A l’image de son roman, la vie de Joseph Bialot – né Joseph Bialobroda en 1923 à Varsovie – a été pleine de rebondissements et de drames. Enfant, il s’installe dans le quartier de Belleville à Paris avec sa famille d’origine juive. Dix ans plus tard, fuyant les Allemands, il se réfugie à Bordeaux, Pau puis dans la région lyonnaise où il exerce divers métiers avant d’entrer dans la résistance. Arrêté en juillet 1944, il est envoyé à Auschwitz. Il sera libéré en janvier 1945 par l’Armée rouge. De retour à Paris, il rejoint l’entreprise de prêt-à-porter de ses parents, et passe une licence de psychologie.

Le traumatisme d’un rescapé des camps

Chez Bialot, l’écriture intervient donc sur le tard. Il a déjà 55 ans quand paraît son premier roman, « Le salon du prêt-à-saigner ».  Suivront une trentaine d’autres ouvrages, des romans policiers et historiques, ainsi qu’un récit-témoignage, « C’est en hiver que les jours rallongent », publié en 2002, dix ans avant sa mort. L’écrivain y évoque le traumatisme laissé par l’expérience concentrationnaire.  Il avait déclaré à ce propos : « Il m’aura fallu plus de vingt-cinq ans et une psychanalyse pour réussir à sortir du camp ».

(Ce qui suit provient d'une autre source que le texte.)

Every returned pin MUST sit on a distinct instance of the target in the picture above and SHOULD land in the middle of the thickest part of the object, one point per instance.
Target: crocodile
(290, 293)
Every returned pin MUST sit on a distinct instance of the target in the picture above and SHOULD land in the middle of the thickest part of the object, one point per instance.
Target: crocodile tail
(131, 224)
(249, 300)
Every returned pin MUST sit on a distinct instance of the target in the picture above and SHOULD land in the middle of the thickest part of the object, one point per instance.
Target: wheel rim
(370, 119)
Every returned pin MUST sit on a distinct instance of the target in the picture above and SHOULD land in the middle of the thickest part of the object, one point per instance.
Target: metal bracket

Pas étonnant donc si, dans « Le salon du prêt-à-saigner », le méchant se révèle vraiment méchant, voire monstrueux. Face à ce tueur qui coupe dans les chairs comme un tailleur dans ses tissus, l’écrivain déploie tout l’éventail des stratégies qu’il a lui-même développées pour contrer le fantôme de l’horreur : une allégeance sans partage aux charmes de la langue et à la toute-puissance de l’imaginaire. Sans oublier bien sûr l’humour, un humour juif parfois, souvent, teinté d’humour noir.

 

« Le salon du prêt-à-saigner ». De Joseph Bialot. Préface inédite de Tonino Benacquista. Gallimard, Série noire, 240 p.

Mireille Descombes

Mireille Descombes

Scènes et mises en scène: le roman policier, l'architecture et la ville, le théâtre. Passionnée de roman policier, Mireille Descombes est journaliste culturelle indépendante, critique d'art, d'architecture et de théâtre.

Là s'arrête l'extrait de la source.